(以下は『週刊文春 2023年11月16日号』
『蒼空に擲つ』伊藤秀倫の記事から抜粋)
薩英戦争の発端は、文久2年(1862年)8月21日に起きた生麦事件である。
生麦事件は、薩摩藩の国父・島津久光の行列を横切った4人の英国人が、無礼として斬られた事件だ。
英国政府はこれに対し、文久3年に幕府と薩摩藩に謝罪と賠償金を求めた。
幕府は要求を呑んだが、薩摩藩は拒否した。
英国は言う事を聞かない薩摩藩に対し、7隻の艦隊を送って武力で解決しようとした。
文久3年6月28日に、英艦隊は薩摩沖に錨を下ろした。
英艦隊は、生事事件の主犯の死刑と、2.5万ポンドの賠償金を要求し、「24時間以内に回答がなければ武力手段をとる」と脅した。
島津久光と藩主の島津忠義は、家臣の奈良原喜左衛門と海江田武次(信義)を呼び出した。
この2人は、生麦事件の主犯であった。
久光は怒りを込めつつ、「生麦事件の非は英国側にある。だから英国側の将兵を皆殺しにして、 7隻の船を奪え。
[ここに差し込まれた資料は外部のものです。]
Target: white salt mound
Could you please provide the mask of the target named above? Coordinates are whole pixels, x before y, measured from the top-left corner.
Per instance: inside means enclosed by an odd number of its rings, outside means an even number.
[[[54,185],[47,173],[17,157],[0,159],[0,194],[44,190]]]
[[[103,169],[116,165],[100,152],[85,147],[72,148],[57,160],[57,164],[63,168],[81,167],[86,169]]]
」と命じた。
奈良原と海江田の2人は、英国艦隊と戦うため有志を募ることにしたが、たちまち 81人が集まった。
その中には、西郷従道、大山巌、篠原国幹といった、明治後に大官になる者もいた。
彼らは寺田屋事件の生き残りだが、謹慎はすでに解かれていた。
決死隊81人は、次の計画を立てた。
英国艦隊は、薪や果物の提供・補給を求めていた。
そこで西瓜売りに変装して舟で近づき、一斉に斬り込むというのだ。
6月29日に藩主・島津忠義は、決死隊の者たちに酒をふるまい、涙を流しながら「死ぬ気で頑張るよう頼む」と声をかけた。
決死階は10人ほどが1組となって、8つの舟に分乗して英艦隊に近付いた。
しかし怪しまれて、襲撃計画は失敗に終わった。
英艦隊のキューパー提督は、決死隊の動きを敵対行為の偵察と判断し、交戦の準備に入った。
そして7月2日に錦江湾に停泊していた薩摩藩の船を襲い拿捕した。
ここに至り薩英戦争がスタートし、死者13名(そのうち艦長が1名)、負傷者50名を出した英艦隊は7月4日に錦江湾を去った。
薩摩側の被害は、城下を焼かれ、全砲台が大破し、死者5名、負傷者は10数名だった。